[Sub Pop, 2012]
Jeff Pearson, September 28, 2012
“Dream pop” is one of those journalist-created genre tags that we are all guilty of using yet not one of us knows where it came from or what it really means. It has its place, however, in the long-standing tradition of somewhat nonsensical compound genre-name-making with the likes of “witch house,” “math rock,” and “freak folk.” It likely came about when a writer had one too many bong rips and was nervous about a looming deadline, listening to The Chameleons thinking, “It’s so dreamy. It’s so poppy. My god, that’s it.” I will probably slip up at some point during this review—at some point during this paragraph, to be honest—and refer to the Baltimore-based duo Beach House’s latest full-length in some dream poppy sort of way; it’s hard not to, as they just do dream pop (This sentence? Come on!) better than anyone else. They’re dreamier, poppier, more immensely beautiful than practically all who lovingly share the shallow label.
Over the course of their career, Beach House has pushed themselves with each record to stay ahead of the game and firmly rooted at the apex of the resurging sound. Fans thought that the band could never top their last record, the lush Teen Dream, but with Bloom they might just have succeeded. It continues in the natural direction the band has been moving in, but is enough of a variation on a theme to where it doesn’t feel like Teen Dream 2—which, though it sounds like could be, is not the name of an obscure eighties buddy movie. Instead of taking the safe route and delivering the same record again, Victoria Legrand and Alex Scally pushed themselves to make a record that was undoubtedly them, yet would feel like growth from—and possibly even and expansion of—the universally lauded Teen Dream. At the same time, expecting a completely new direction for the band should be out of the question. As Scally pointed out in a recent interview, they like where they are as a band and have found their identity, saying, “This is just what we do. This is Victoria’s voice. These are the organs that we like. This is our band.” It’s for this reason that fans of Beach House should always like Beach House and there is a sort of comfort in that thought. It’s like listening to a baseball game on the radio as the summer finally begins to fade into fall; it may be something you have done a thousand times in your life, but the perpetual buzz of the crowd coming through your speakers feels comforting, like the blanket that used to cover you as you listened as a kid.

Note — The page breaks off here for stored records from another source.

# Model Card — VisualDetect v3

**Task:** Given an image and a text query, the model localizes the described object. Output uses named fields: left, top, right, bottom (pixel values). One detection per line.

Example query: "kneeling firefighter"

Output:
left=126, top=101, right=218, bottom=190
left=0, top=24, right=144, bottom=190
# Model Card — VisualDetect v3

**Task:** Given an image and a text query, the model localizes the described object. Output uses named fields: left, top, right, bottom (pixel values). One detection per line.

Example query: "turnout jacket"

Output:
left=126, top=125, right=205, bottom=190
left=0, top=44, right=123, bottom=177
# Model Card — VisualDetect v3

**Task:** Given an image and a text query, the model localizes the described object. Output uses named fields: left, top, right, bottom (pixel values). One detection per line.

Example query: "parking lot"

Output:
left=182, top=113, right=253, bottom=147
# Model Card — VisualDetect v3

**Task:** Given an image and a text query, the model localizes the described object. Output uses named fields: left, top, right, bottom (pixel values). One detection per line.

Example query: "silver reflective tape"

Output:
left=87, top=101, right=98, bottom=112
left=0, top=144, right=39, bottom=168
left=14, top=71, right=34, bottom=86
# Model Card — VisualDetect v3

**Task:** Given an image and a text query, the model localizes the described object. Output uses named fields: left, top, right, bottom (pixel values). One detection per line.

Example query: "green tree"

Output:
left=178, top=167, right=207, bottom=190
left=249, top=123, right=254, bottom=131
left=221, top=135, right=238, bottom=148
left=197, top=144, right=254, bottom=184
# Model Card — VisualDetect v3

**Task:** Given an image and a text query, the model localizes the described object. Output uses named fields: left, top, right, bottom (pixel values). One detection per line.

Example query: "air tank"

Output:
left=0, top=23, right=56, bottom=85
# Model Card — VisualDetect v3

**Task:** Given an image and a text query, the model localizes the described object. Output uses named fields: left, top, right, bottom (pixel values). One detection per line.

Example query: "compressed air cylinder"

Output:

This isn’t to say that the band is completely stagnant in their approach to music. With each record, the songwriting has grown stronger and more pronounced. Bloom is Beach House’s richest offering yet in that regard, made evident right from the very start with “Myth.” The song immediately invokes profoundly intense emotions, probably different ones for any given listener. Legrand’s voice has never sounded stronger, singing about troubling times with a confidence that could confuse listeners into believing they’re in for an uplifting record. When taken on the somewhat superficial tonal level, Bloom really is uplifting and even empowering. The way Legrand’s silvery vocals combine with the full-bodied instrumental surroundings created by Scally is overwhelmingly beautiful, and there’s always happiness to be found in beauty. However, as Legrand sings, “Can’t keep hanging on to all that’s dead and gone / If you build yourself a myth, know just what to give,” it becomes more clear that underneath Bloom is festering doom. It speaks to the power of the record that you can really listen to it multiple ways and feel multiple ways about it; the effective way the lyrics are decorated can actually give hope to the listener when relating Legrand’s troubles with their own.
This feeling of connectivity to Beach House’s sound only grows stronger as the album progresses. Scally’s arrangements are so prodigious that the songs are like individual galaxies being pulled apart by the weight of the universe, making the listener feel the infinite nature of the world we live in. It’s really quite remarkable. “Wild” sees Legrand climb a sinewy rope of tremolo-picked guitars to the farthest reaches of the sky, while synthesizers oscillate around “Lazuli,” giving it a blue shimmer much like the gemstone the song is named after. Though a somewhat spartan—by today’s standards, anyway—ten tracks, Bloom feels whole, not only in the sense of musical completion, but also emotionally. In fact, it’s almost draining in how the volcanic tracks come one after the other; a bad track might almost be welcome in there, something devoid of feeling where the listener can collect themselves from the heap on the floor they have likely become.
Not going to happen, though. Who would really want that, anyway? Bloom is a blessing in a world growing increasingly afraid of showing emotion, and each song explores the depths of what humans are capable of feeling. For all of the pain present in Legrand’s lyrics, the album does have a strange way of resonating in a positive way with the listener. Perhaps it’s just the optimist in me, or the fact that listening to music in that superficial tonal way really is the way a lot of us—including myself—swallow art, or maybe just because hearing something beautiful makes us happy. Either way, as Legrand sings, “It’s a strange paradise / You’ll be waiting,” on the album’s closer, the flowing drapery of “Irene,” she is sort of giving us a light at the end of the tunnel. It’s just that the tunnel we just went through was completely entrancing, a transparent roof projecting the stars above us, and we wouldn’t mind driving back through it.